Nome de Cláudio Castro e de deputados aparecem em lista de bicheiro preso no Rio
Por Italo Nogueira e José Marques | Flapress
O nome do ex-governador do Rio de Janeiro Cláudio Castro (PL) e de deputados federais e estaduais aparecem em listas apreendidas pela Polícia Federal e atribuída ao bicheiro Adilsinho, um dos alvos da Operação Unha e Carne desta quinta-feira (2).
Os nomes dos políticos são associados a valores financeiros. A princípio, os investigadores suspeitam de que se trata de caixa dois de campanha, mas apurações ainda estão em curso para analisar os contextos dos possíveis repasses.
Procurado por meio da assessoria de imprensa na tarde desta quinta, o ex-governador ainda não se manifestou. O advogado de Adilsinho foi procurado desde a manhã, mas não respondeu.
O bicheiro já estava preso, mas foi alvo de um novo mandado de prisão expedido pelo ministro Alexandre de Moraes, do STF (Supremo Tribunal Federal).
A menção ao ex-governador na lista do bicheiro foi divulgada inicialmente pelo site G1 e confirmada pela Folha.
Na operação desta quinta foram expedidos mandados de prisão contra o ex-presidente da Alerj (Assembleia Legislativa do Rio) Rodrigo Bacellar e o pastor Márcio Poncio. Assim como Adilsinho, Bacellar também já estava preso. A defesa de Bacellar e de Poncio também não se posicionou.
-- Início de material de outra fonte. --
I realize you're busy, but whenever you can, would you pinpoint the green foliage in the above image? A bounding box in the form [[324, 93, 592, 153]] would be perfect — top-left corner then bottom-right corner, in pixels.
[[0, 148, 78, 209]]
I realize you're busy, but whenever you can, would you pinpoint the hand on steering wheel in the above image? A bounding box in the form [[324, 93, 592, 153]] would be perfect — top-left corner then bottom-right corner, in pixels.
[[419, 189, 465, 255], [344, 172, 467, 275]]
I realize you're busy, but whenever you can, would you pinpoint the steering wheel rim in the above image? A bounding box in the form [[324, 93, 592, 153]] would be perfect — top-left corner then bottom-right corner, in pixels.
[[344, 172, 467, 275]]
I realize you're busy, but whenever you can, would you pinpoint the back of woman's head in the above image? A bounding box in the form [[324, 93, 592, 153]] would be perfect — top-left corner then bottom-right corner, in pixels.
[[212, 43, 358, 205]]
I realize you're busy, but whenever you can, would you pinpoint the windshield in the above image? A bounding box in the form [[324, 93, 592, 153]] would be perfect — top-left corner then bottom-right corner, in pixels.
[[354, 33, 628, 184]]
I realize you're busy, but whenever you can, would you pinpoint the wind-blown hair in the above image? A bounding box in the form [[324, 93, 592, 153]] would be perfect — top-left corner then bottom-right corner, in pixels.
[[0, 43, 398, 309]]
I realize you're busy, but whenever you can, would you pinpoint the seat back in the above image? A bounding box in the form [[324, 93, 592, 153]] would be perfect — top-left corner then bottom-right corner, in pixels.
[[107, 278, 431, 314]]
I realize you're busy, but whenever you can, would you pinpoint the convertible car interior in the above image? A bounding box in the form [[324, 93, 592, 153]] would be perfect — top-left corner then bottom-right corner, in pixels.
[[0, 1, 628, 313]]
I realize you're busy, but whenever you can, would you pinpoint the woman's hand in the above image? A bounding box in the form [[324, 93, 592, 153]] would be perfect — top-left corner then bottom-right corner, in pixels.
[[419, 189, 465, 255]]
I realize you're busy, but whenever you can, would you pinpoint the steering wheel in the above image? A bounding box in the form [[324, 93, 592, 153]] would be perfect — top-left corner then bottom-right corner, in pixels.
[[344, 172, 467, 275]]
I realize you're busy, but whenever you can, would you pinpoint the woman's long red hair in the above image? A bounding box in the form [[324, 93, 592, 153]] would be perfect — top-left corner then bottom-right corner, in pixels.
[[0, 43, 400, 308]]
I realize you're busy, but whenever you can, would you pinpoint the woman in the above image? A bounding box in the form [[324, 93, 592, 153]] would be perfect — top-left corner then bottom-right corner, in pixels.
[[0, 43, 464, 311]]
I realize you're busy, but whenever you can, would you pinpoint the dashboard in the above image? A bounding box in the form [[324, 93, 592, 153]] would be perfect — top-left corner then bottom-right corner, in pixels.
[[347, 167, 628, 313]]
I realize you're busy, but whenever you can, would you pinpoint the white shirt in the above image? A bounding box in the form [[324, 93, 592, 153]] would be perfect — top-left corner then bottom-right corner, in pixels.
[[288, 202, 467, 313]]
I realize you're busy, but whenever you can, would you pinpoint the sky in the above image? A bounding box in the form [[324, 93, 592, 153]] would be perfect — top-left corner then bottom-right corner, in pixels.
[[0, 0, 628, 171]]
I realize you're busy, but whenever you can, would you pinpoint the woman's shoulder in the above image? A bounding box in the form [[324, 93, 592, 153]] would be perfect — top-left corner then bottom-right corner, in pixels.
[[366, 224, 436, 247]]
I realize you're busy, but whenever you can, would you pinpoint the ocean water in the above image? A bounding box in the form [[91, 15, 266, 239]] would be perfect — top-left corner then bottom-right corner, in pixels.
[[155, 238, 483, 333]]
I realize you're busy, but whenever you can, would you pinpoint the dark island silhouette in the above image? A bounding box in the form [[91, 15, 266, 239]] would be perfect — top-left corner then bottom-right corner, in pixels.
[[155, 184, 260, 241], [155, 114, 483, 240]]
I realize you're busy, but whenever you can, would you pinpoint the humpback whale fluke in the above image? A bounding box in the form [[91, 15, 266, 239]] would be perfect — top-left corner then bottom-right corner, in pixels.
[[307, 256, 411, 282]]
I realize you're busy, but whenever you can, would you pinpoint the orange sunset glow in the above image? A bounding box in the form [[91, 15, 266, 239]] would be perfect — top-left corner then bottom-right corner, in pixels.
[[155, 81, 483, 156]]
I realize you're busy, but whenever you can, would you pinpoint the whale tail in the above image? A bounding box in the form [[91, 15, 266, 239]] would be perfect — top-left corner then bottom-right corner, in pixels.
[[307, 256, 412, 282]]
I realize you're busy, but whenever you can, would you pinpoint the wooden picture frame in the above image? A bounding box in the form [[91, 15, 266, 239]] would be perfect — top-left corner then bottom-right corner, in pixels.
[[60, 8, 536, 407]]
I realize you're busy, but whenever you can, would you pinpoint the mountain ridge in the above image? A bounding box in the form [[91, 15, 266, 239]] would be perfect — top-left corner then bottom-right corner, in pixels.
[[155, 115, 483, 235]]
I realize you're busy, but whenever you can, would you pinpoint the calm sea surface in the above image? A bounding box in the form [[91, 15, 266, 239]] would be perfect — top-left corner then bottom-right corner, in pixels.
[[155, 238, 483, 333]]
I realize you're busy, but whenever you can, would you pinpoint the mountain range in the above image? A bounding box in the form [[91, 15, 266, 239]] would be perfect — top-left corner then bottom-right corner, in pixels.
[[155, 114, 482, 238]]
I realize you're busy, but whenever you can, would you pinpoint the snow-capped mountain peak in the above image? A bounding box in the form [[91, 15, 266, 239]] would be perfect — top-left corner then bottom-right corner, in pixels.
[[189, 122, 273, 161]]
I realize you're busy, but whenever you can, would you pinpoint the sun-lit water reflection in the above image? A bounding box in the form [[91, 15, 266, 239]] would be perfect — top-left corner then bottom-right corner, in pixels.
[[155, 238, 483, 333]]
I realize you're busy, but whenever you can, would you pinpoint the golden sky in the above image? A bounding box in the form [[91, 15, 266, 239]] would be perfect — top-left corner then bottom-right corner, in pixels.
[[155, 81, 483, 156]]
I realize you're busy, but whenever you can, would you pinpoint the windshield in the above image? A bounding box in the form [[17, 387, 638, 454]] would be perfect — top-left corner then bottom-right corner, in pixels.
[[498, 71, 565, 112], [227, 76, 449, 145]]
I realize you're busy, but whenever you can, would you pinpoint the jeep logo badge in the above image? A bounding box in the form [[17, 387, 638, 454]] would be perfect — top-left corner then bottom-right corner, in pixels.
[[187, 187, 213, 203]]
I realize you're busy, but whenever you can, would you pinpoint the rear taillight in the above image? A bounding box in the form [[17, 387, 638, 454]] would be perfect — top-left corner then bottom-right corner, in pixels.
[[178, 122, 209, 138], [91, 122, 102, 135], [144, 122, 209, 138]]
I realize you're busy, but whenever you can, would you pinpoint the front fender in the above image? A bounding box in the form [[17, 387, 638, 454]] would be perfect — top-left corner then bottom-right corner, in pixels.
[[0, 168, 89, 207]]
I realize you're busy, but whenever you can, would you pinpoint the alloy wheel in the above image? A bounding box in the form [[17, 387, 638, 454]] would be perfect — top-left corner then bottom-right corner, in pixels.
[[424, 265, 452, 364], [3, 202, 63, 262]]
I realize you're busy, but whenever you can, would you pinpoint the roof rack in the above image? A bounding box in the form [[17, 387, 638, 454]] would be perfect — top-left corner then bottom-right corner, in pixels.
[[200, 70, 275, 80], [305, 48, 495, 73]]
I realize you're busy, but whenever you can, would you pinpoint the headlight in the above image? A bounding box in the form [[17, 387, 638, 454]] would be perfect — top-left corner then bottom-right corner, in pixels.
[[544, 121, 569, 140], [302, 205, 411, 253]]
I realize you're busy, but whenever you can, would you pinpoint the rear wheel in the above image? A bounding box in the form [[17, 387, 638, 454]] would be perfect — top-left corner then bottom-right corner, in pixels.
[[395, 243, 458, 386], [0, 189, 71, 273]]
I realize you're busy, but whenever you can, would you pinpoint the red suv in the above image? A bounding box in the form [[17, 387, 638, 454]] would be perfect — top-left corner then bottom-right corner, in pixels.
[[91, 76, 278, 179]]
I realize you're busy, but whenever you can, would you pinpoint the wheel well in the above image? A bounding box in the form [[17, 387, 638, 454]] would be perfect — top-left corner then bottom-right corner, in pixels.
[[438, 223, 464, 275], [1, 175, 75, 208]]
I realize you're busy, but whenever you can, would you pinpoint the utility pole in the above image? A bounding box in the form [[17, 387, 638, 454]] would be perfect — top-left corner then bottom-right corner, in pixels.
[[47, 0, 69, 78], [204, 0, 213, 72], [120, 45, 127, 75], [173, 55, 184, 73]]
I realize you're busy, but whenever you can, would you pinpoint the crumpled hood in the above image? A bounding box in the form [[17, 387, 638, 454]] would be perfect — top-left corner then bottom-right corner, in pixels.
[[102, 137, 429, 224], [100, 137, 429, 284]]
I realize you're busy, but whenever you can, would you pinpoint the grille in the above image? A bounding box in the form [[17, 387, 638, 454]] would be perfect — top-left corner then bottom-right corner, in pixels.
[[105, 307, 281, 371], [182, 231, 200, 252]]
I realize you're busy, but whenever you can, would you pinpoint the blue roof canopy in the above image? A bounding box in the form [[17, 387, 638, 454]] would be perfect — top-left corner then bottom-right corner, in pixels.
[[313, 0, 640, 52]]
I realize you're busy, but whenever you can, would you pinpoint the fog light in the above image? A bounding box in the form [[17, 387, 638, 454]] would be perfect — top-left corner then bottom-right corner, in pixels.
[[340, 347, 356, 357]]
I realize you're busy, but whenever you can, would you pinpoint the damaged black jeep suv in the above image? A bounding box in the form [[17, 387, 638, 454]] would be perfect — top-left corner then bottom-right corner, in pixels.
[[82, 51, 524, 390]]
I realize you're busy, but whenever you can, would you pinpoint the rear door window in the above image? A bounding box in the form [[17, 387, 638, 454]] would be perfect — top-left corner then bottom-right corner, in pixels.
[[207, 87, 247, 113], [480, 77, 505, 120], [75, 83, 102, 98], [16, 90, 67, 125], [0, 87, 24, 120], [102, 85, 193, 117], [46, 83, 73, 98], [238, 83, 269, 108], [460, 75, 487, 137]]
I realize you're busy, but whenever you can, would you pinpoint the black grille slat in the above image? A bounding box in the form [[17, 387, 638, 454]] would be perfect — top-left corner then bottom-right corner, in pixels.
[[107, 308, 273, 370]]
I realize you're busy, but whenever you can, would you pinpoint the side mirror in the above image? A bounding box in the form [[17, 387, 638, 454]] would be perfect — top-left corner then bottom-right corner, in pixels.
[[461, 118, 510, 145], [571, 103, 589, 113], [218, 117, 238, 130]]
A Operação Unha e Carne já investigou suspeitas de vazamento de informações sigilosas que teriam beneficiado o Comando Vermelho.
A PF apura, na ação desta quinta, suspeitas de lavagem de dinheiro praticados pela cúpula do novo jogo do bicho e eventual ramificação do esquema em integrantes do Executivo e Legislativo do Rio.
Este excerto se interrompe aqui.